$4$ judges must distribute grades from $1$ to $6$ for each participant. To be a finalist, one must score $22$ points. Find the number of ways to attribute grades such that a participant it a finalist.
I wrote it as:
$$(x+\dots+x^6)^4=x^4(1+\dots+x^5)^4=x^4\left[\frac{1-x^6}{1-x}\right]^4=x^4 (1-x^6)^4\left[\frac{1}{1-x}\right]^4$$
Now I guess I just need to find the coefficient of $x^{18}$ in the expansion of $(1-x^6)^4\left[\frac{1}{1-x}\right]^4$.
Then I have:
$$(1-x^6)^4=\sum_{i=0}^4(-1)^i{4\choose i}x^{6i}\tag{A}$$
And:
$$\left[\frac{1}{1-x}\right]^4=\sum_{i=0}^{\infty}{4+i-1 \choose i}x^i\tag{B}$$
Looking at these formulas, I know that I just need to use $(A)$ and the answer should be:
$$A_0B_{18}+A_6B_{12}+A_{12}B_6+A_{18}B_{0}={4\choose 0}{21\choose 18}-{4\choose 1}{15\choose 12}+{4\choose 2}{9\choose6}-{4 \choose 3}{3\choose 0}=10$$
But the answer is wrong. I might have made some silly mistake that I couldn't spot.
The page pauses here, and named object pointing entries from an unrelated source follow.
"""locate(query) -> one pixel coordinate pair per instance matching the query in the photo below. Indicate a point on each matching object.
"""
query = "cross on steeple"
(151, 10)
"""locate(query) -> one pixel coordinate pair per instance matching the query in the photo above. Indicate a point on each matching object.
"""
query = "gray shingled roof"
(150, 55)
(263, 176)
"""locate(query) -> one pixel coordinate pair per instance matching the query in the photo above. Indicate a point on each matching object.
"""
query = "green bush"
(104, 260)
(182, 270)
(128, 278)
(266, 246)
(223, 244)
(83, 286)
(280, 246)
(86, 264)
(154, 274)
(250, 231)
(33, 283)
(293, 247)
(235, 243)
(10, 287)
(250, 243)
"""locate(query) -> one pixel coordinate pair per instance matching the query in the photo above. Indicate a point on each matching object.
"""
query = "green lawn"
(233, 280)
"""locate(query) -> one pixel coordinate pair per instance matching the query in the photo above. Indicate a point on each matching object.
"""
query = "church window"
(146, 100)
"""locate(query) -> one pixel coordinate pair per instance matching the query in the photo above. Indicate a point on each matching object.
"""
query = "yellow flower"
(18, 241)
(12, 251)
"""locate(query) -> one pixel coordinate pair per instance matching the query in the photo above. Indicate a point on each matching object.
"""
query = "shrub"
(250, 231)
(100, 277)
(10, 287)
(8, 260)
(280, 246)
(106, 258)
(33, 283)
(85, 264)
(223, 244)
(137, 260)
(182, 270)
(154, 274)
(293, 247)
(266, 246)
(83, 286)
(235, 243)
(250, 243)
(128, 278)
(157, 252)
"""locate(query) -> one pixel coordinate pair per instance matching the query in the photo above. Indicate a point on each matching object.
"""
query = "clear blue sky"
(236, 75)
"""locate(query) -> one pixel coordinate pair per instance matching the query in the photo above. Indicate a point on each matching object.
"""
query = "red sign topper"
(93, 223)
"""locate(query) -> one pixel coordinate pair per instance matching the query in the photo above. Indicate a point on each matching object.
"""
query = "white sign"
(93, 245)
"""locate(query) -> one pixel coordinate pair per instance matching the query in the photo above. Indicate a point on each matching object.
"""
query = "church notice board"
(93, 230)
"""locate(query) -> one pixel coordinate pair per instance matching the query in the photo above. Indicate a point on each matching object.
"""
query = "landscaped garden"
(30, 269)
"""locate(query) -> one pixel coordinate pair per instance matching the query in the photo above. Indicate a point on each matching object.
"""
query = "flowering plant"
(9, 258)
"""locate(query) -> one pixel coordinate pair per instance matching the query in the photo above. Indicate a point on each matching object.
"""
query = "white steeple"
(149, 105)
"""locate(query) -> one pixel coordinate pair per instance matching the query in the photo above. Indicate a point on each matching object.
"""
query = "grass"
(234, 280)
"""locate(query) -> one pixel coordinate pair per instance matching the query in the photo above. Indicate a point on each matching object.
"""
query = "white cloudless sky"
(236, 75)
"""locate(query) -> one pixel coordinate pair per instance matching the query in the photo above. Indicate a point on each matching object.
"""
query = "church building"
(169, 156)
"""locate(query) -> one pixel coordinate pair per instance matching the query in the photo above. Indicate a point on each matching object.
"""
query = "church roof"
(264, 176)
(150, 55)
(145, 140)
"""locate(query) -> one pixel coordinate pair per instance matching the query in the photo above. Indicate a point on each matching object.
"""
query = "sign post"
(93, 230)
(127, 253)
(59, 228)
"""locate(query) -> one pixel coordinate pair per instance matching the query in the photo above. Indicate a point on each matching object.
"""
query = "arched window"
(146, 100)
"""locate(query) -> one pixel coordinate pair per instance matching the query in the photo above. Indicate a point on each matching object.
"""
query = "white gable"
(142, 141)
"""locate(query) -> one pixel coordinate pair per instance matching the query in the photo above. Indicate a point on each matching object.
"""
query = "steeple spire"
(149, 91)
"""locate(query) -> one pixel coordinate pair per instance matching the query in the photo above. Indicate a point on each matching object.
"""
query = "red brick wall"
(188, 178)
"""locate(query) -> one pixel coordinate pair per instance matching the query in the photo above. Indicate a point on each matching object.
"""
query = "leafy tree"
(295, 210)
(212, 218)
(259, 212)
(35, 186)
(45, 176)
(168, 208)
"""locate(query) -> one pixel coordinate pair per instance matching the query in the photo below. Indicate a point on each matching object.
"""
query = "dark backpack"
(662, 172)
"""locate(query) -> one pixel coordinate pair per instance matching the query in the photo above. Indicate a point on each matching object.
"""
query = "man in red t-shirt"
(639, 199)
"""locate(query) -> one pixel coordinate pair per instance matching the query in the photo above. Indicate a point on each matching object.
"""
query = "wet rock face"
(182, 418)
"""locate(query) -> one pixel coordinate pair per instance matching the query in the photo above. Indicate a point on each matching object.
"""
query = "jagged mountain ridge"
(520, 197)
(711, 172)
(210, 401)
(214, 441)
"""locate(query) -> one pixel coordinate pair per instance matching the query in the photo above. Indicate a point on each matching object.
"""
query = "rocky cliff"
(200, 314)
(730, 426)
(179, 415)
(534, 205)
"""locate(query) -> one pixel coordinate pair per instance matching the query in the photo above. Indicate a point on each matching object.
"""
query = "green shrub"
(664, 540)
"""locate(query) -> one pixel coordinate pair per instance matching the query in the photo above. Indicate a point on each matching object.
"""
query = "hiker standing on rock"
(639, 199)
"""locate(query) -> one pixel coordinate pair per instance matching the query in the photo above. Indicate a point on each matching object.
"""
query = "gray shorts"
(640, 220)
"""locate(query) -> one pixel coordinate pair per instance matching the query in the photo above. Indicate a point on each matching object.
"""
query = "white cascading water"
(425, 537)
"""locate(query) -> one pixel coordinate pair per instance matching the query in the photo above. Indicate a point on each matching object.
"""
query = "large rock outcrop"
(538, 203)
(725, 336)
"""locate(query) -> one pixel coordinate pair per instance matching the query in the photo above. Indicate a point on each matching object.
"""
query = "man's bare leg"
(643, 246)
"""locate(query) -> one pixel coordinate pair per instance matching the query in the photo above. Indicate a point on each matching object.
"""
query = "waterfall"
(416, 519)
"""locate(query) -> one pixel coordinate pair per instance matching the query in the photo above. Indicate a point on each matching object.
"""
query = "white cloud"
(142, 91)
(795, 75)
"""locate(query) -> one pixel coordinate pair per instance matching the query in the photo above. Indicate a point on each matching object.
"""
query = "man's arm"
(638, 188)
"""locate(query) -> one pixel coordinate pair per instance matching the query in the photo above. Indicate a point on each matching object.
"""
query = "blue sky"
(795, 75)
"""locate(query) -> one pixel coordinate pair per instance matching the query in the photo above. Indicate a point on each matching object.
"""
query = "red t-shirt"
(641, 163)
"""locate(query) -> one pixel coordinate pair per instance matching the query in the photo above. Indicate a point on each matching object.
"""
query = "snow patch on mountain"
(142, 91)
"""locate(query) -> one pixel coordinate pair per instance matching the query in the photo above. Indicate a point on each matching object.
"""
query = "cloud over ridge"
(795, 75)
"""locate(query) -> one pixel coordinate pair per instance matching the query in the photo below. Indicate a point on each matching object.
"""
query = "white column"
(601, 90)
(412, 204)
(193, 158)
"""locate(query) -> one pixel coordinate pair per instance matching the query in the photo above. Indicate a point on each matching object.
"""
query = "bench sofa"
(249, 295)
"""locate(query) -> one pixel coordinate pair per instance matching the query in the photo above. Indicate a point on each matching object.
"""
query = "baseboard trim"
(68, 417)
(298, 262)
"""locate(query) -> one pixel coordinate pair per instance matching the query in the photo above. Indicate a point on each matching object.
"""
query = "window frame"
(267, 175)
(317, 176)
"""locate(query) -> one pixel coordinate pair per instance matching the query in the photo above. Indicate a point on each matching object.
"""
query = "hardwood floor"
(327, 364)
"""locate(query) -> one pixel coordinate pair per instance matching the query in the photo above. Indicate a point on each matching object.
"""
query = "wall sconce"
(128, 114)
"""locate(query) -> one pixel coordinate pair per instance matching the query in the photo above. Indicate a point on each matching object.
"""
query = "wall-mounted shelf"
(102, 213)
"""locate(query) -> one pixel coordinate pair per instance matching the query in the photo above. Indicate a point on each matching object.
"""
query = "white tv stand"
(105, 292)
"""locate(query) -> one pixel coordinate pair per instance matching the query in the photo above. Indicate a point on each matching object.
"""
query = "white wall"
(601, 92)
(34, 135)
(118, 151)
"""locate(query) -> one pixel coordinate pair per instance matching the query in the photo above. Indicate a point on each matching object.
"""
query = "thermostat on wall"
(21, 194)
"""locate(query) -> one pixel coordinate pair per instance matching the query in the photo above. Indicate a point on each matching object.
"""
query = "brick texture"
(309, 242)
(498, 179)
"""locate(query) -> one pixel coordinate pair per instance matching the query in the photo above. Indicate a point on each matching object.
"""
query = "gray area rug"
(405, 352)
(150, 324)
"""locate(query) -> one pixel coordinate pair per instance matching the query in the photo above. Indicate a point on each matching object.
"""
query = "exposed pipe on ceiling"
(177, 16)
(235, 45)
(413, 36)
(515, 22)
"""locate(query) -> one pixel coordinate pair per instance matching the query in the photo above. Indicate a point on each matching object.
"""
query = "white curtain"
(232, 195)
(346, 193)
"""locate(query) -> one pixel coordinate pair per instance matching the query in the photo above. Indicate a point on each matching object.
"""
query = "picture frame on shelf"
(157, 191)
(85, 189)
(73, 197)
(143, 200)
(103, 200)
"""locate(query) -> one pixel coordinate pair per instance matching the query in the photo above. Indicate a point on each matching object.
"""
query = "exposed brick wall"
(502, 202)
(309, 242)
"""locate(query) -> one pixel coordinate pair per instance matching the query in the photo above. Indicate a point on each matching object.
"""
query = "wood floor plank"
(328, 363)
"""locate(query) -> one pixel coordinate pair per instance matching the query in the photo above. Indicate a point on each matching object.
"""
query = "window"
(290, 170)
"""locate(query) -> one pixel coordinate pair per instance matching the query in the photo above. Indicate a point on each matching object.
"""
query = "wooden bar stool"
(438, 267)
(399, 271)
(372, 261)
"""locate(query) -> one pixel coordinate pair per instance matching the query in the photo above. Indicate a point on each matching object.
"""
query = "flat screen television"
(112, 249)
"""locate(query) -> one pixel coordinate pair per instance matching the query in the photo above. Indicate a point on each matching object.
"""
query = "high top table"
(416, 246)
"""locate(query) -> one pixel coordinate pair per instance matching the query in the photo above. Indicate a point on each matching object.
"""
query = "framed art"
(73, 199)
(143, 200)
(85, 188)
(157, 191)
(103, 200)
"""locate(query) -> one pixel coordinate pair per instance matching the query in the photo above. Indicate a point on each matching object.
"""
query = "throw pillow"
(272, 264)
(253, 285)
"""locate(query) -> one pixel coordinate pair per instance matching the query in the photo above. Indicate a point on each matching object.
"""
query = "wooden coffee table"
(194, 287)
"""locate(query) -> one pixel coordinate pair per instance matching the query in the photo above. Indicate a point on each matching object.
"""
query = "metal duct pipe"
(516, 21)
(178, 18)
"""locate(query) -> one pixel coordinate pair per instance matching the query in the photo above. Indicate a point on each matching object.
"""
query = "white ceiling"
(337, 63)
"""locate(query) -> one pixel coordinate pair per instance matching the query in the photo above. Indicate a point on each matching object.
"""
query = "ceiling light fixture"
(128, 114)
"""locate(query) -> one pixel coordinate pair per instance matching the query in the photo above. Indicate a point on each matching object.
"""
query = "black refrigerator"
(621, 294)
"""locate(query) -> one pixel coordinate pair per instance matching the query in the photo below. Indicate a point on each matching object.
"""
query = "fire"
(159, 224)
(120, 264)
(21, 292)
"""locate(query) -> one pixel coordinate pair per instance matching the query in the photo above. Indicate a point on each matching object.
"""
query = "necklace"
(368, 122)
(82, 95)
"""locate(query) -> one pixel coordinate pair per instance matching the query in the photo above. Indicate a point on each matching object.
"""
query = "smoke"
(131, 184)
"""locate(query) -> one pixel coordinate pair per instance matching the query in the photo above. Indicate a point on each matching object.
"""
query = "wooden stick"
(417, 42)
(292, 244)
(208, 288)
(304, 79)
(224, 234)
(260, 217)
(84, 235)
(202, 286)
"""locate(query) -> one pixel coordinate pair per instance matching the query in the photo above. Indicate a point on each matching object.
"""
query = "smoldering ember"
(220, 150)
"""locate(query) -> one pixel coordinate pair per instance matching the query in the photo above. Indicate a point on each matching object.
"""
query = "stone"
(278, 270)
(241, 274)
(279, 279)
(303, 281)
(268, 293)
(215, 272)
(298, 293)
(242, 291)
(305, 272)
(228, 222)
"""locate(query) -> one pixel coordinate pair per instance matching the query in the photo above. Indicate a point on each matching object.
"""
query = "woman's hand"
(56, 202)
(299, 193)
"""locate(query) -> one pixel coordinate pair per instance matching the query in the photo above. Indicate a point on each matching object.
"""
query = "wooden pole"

I am pretty sure your calculation is right. Maybe the question is: In how many ways can a participant be a finalist (i.e. score at least 22 points). Then you need to add the coefficients of the $x^{19}$ and $x^{20}$ term as well, which are $4$ and $1$ respectively. I'm guessing the answer should be $15$?